Skin-Inspired Thermosensitive Tactile Sensor Based on Thermally Conductive and Viscous Interface Composites for Rocks

Achieving high thermal conductivity and exceptional interfacial adhesion simultaneously in thermosensitive tactile recognition sensors poses a significant challenge. A copolymer, poly([[(butylamino)carbonyl]oxy]ethyl-ester)-co-polydimethylsiloxane (referred to as PP), is synthesized and subsequently complexed with alumina particles coated with liquid metal (LMAl₂O₃) to prepare a composite material called PP/LMAl₂O₃ with high thermal conductivity and strong interfacial adhesion to address this challenge.

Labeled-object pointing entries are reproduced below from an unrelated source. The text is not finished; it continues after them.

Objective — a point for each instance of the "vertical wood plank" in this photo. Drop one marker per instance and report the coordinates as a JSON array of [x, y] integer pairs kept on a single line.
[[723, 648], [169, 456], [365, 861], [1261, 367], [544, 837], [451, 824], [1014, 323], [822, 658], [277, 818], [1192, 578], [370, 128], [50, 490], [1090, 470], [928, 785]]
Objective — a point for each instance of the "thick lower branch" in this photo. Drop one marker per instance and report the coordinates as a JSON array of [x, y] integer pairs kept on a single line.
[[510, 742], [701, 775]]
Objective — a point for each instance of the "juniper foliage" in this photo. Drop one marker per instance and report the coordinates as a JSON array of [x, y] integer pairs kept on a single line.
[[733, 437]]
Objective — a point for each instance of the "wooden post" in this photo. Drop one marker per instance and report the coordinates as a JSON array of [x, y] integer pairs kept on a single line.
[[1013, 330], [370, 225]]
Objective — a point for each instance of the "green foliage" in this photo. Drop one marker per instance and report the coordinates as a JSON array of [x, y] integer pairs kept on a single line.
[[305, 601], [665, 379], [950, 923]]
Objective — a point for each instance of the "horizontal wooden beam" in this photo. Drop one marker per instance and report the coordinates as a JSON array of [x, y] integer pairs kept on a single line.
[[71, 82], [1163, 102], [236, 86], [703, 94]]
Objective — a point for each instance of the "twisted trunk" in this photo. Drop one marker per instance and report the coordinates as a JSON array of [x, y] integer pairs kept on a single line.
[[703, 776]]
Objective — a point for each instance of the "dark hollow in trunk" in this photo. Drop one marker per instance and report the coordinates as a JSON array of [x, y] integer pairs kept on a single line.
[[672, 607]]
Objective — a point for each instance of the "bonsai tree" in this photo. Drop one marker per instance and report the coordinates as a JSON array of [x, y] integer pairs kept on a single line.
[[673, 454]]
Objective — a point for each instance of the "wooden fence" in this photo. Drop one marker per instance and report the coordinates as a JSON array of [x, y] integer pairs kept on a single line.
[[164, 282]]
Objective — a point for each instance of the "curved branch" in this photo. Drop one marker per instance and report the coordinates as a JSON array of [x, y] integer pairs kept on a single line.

The best thermal conductivity (4.43 W m⁻¹ K⁻¹), electrical insulation (10⁻⁶–10⁻⁷ S m⁻¹), and adhesion properties derived from hydrogen bonding (1316 N m⁻²) are obtained by adjusting the volume fraction of PP and LMAl₂O₃ in PP/LMAl₂O₃. PP/LMAl₂O₃ with high thermal conductivity and high interface adhesion can efficiently transfer heat between thermal flux sensors and the objects being sensed, reliably detecting small thermal flux variations and ensuring accurate thermal flux measurements. In this study, PP/LMAl₂O₃ is used to make up thermosensitive tactile sensor. Surprisingly, PP/LMAl₂O₃ demonstrates high thermal signal sensitivity for tactile recognition applications, allowing the smart thermosensitive tactile sensor system to distinguish unknown rock materials even in the dark. Overall, PP/LMAl₂O₃ may function as a fundamental material in thermosensitive tactile sensors for lithology identification.